Sen. Dianne Feinstein (D-Calif.) finally returned to Washington, D.C., on a private jet last week after being absent for three months due to a case of shingles. The 89-year-old senator, whom anonymous staffers have described as suffering from severe cognitive decline, has been facing growing calls to resign, as the Senate Judiciary Committee needed her vote to advance all of President Joe Biden’s federal judge picks at a time when human rights are on the line.
But if you ask Feinstein, she was never missing at all. “No, I haven’t been gone,” she told Slate’s Jim Newell on Tuesday. “I’ve been working.
When Newell asked if she meant that she’d been working from home, Feinstein reportedly replied, “No, I’ve been here. I’ve been voting.”

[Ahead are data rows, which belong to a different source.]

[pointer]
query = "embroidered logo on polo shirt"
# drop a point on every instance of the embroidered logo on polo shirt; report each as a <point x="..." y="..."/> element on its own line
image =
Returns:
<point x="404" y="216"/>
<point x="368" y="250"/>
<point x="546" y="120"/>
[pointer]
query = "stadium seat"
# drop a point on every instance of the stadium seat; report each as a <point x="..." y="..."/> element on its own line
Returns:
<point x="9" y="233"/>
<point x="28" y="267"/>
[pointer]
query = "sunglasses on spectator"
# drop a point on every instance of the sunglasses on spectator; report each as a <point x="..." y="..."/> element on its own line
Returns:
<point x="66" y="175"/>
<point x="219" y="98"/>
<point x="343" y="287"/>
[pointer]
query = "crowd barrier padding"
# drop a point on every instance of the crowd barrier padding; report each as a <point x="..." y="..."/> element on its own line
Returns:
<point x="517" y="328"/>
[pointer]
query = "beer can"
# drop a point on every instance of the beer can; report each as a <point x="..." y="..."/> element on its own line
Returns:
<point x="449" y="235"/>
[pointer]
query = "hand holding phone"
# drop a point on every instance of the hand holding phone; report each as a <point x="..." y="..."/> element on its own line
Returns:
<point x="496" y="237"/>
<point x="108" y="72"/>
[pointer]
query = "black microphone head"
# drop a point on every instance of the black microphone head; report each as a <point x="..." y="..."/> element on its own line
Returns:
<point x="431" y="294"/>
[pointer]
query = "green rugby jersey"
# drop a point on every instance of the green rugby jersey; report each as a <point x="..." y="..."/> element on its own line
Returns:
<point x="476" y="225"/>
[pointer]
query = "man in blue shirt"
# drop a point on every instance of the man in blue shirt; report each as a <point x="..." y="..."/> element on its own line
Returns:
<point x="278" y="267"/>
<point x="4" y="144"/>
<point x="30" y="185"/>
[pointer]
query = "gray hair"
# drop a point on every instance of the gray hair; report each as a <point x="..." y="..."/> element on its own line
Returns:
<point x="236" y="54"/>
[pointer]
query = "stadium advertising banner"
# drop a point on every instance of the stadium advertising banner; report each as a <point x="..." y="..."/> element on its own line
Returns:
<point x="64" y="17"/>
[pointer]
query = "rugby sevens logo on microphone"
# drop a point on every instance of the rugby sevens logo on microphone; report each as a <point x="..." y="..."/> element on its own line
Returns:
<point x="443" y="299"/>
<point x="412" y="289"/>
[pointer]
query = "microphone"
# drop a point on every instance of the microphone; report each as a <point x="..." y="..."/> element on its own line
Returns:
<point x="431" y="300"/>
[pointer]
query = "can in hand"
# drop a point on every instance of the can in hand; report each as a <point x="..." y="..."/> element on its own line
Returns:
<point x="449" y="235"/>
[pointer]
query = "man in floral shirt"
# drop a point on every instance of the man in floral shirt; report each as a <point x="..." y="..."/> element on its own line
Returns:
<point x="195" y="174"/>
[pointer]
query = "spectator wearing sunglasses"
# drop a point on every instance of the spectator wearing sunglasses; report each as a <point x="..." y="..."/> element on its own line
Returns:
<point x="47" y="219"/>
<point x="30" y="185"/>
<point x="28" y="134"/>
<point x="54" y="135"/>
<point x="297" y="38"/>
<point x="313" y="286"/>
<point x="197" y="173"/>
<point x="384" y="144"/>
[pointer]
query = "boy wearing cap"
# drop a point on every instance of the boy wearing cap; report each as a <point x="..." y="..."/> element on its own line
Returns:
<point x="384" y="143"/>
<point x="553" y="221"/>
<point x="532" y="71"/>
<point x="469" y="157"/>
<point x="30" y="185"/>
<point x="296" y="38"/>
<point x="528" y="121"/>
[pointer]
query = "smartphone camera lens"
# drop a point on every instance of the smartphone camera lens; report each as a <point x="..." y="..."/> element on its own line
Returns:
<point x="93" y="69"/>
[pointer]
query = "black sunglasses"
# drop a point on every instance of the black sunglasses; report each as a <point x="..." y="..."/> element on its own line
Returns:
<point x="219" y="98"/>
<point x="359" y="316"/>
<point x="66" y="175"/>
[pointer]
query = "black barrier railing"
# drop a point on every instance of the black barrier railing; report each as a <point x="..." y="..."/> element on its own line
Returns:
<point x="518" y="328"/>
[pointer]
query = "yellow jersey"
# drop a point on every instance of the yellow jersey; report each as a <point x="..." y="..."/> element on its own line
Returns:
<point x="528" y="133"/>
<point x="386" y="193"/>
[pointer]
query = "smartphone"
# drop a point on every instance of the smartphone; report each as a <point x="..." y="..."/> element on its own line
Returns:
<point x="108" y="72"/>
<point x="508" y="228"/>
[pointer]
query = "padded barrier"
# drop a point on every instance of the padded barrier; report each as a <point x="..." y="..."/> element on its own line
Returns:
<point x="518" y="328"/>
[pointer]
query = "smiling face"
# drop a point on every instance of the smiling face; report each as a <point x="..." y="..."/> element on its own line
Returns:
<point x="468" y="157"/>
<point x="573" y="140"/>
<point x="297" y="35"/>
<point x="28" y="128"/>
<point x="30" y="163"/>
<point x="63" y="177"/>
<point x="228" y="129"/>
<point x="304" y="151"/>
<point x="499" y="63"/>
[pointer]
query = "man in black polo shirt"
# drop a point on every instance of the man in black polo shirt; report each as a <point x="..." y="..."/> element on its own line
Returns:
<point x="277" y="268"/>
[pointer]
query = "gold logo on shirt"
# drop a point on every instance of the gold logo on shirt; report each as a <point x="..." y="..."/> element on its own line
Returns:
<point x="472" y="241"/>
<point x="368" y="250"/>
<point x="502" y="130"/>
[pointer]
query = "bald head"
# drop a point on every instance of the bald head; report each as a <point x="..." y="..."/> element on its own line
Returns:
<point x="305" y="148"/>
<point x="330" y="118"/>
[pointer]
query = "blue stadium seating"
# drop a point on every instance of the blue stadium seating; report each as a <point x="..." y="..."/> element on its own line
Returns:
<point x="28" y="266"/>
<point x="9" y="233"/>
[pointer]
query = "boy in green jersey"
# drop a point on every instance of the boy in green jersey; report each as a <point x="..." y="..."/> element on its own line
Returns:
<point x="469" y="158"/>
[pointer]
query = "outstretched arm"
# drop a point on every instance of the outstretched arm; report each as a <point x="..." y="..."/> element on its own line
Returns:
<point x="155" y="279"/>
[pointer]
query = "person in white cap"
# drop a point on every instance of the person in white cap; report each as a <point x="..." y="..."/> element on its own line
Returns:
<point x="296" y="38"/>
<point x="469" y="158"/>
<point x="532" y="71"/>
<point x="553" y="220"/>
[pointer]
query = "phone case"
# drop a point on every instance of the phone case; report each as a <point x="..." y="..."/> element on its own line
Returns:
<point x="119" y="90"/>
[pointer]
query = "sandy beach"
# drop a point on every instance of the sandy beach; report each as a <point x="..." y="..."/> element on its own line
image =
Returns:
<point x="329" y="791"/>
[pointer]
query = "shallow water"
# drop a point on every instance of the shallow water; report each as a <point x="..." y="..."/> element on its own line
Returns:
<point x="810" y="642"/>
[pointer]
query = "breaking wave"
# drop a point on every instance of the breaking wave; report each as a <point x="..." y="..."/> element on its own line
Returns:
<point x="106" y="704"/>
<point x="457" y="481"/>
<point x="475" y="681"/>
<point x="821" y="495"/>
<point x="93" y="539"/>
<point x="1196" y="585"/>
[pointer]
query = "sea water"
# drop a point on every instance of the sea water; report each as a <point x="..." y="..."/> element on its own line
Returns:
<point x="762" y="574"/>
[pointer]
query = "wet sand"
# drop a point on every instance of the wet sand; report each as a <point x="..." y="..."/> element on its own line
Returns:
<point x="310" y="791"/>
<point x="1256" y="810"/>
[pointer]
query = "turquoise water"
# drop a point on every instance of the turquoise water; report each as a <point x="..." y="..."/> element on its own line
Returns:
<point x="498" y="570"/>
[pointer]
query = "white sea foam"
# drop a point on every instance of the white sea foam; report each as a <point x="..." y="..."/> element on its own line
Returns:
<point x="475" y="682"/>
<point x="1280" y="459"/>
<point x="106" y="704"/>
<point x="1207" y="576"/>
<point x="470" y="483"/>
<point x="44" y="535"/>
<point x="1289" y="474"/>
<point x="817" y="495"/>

To be clear, Feinstein was not in D.C. and voting; she was in California, recovering and missing votes. And while some of her Senate colleagues were defending her ability to stay in the governing body as long as she wanted, due to “feminism” or whatever, many others—from Rep. Alexandria Ocasio-Cortez (D-N.Y.) to the New York Times editorial board—were heavily suggesting that she call it quits for the sake of the nation.
Feinstein’s staffers, reportedly, have been working overtime to keep up the ruse that the senator is still fit to do the job ahead of her scheduled retirement at the end of this term.
As we’ve written over and over, it’s not sexist to call on a struggling nearly-nonagenarian senator to resign. We are all grateful for the work she’s done to advance women’s representation in Congress, and the very best thing she could do at this point (for her own legacy, as well as for everyone else) is to step aside and let a more capable person carry on what she started.